Keep in mind that the Mac Plus CPU was something like an 8 MHz 68000. I don’t think a 486 was ever clocked that low?
Apple used MPW internally for Mac development by ≈1986, as others have noted. MPW was a Unix-like environment. However, the MPW toolchain was much slower to compile and link.
In any case, by the 486 era, a serious developer would have wanted to run a 68030-based Mac at minimum, which would have been a similar experience to this video, but much faster and often on a larger screen.
MPW was certainly Unix-inspired, but its multitasking was seriously deficient compared to a real Unix. Its runtime environment couldn't run more than one binary executable ("tool") at a time — not even using `system()` — so MPW's Make couldn't actually run anything, but merely printed out the commands. Only the user and MPW Shell scripts could execute other programs.
I wrote about this at length in part two of this article on MacRelix:
It was a deliberate design choice for Lightspeed C (the original name of THINK C) to not perform error recovery in the parser, and thus to stop compilation on the first syntax error. This made the compiler both smaller (important when running on a machine with 512K RAM) and faster (since the logic needed to implement error recovery simply didn't exist).

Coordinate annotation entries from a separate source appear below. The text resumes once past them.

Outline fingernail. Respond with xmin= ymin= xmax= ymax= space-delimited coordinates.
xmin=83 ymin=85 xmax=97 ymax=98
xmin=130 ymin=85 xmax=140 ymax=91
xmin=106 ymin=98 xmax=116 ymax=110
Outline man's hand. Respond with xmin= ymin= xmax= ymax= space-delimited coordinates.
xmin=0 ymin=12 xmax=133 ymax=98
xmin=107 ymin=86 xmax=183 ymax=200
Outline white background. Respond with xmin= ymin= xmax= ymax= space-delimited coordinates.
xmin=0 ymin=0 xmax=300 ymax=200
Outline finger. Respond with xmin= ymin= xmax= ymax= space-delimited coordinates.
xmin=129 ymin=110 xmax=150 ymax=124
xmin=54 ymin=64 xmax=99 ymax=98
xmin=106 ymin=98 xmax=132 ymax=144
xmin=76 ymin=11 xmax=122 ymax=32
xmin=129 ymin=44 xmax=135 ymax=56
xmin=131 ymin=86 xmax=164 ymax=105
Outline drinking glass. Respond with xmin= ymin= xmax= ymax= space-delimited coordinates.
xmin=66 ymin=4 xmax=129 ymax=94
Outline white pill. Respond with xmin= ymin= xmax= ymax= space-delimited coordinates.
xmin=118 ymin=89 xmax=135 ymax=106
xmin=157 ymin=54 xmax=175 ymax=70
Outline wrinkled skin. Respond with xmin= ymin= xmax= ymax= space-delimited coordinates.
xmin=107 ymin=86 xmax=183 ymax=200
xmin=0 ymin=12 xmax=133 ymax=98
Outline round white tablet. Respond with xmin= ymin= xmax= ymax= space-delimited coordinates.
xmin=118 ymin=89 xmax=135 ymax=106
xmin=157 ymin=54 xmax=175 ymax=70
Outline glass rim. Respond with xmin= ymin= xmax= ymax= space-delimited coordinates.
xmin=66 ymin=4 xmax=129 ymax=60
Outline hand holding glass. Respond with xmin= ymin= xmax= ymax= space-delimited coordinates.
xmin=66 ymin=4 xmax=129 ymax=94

Early Macintosh development (before Apple's Macintosh Programmer's Workshop) was done on a Lisa running a version of the UCSD Pascal environment. It was a big deal when Lightspeed C and its competitors (in both Pascal and C) made it feasible to develop software directly on a Mac, though of course there were tradeoffs due to limitations of the early Mac hardware. (Now, with the recent release of Swift Playgrounds 4, which allows apps to be developed and submitted to the App Store on an iPad, we've come full circle...)
This is a bit before 486s AFAIK though, he's using a Mac Plus from 1986. Software-wise, System 7 came out in 1991 and was a big update.
I don't think Macs were every famous for being developer-friendly, though, but I'm curious what features Turbo C have that you're not seeing here?